During the period 1850-1950 the inner and southern parts of the Northern
coniferous region of Sweden was marked by population increase and processes
of social stratification and integration into a modern, industrial society.
Practices and symbolic constructions of the landscape are studied through
the concept of appropriation. The empirical sources are mainly "folk-memories"

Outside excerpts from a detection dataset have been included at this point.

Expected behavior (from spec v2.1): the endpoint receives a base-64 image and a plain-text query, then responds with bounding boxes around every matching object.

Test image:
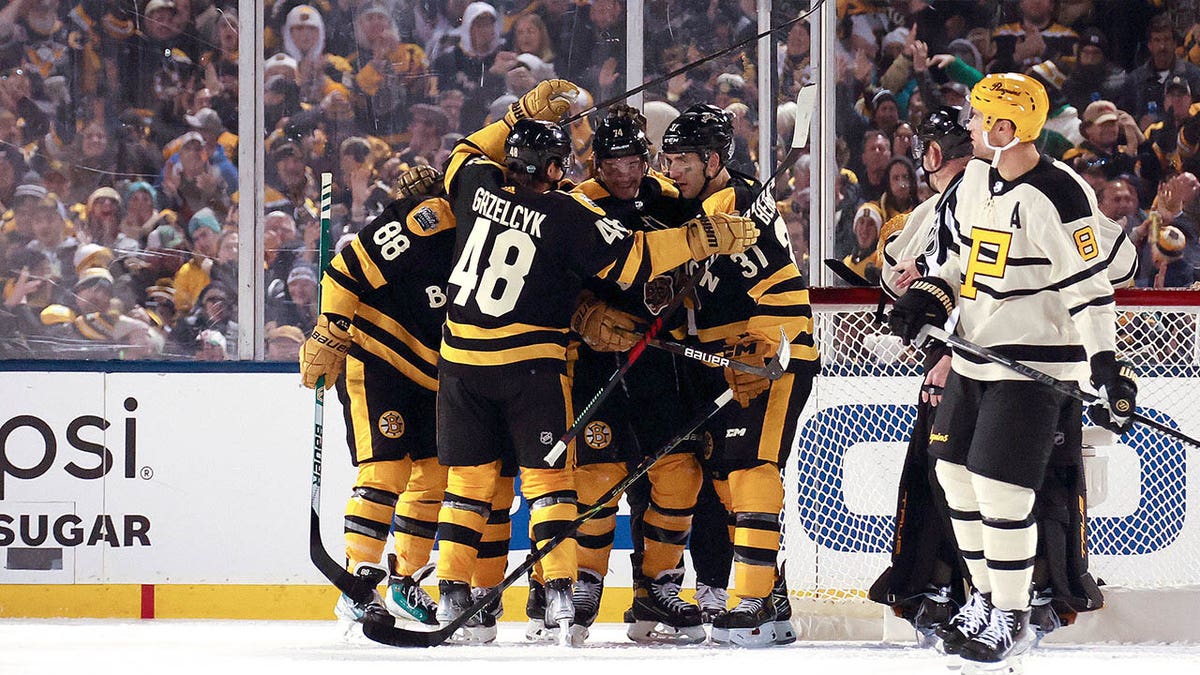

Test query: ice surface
[0,620,1200,675]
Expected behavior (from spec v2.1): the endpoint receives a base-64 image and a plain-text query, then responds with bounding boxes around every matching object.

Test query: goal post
[784,288,1200,641]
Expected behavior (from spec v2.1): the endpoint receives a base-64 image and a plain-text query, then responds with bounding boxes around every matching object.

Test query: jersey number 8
[450,217,538,317]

concerning poachers and other persons who "stroll the forests," collected
by folklorists, mainly during the 1930s. These narratives are used
to interpret the differing and competing norms and views of both landowning
and non-landowning groups with regard to legitimate practices and usage
of both the forest and agricultural land. The valleys around the
rivers were thoroughly marked by agricultural activities. The value
system of their inhabitants was dominated by a strict work ethic, and this
was displayed in the conspicuous ordering and tidying activities which
characterized life in the river valleys. It was here where the old and
wealthy family farms were located. The view of these prosperous landowners
about sources and creation of wealth can be expressed as a belief in the
force of constant struggle to maintain order and to create tidy surroundings.
The poorer small-farmers, crofters, and cottagers lived on the fringes of the forested areas which were situated up in the mountains surrounding the river valleys. According to the farmers' value system, men who were hunters were considered to be spellbound by their activity, unable to discipline themselves for the performance of strenuous and repetitive everyday work. Although the timber industry in the late 19th century gave the wealthy peasants a good income from the forests they owned, their cultural identification with agricultural land and the valley landscape increased during the same period. The less propertied forest dwellers on the other hand, although celebrating many of the same ideals of orderliness and strenuous work, were more inclined to heroize the poacher. Significantly, none of these groups viewed the forest as private property in a strict sense. For all, wealth derived from the forest related directly to luck and to the struggle involved in bringing home prey, be it game, timber, charcoal, or tar.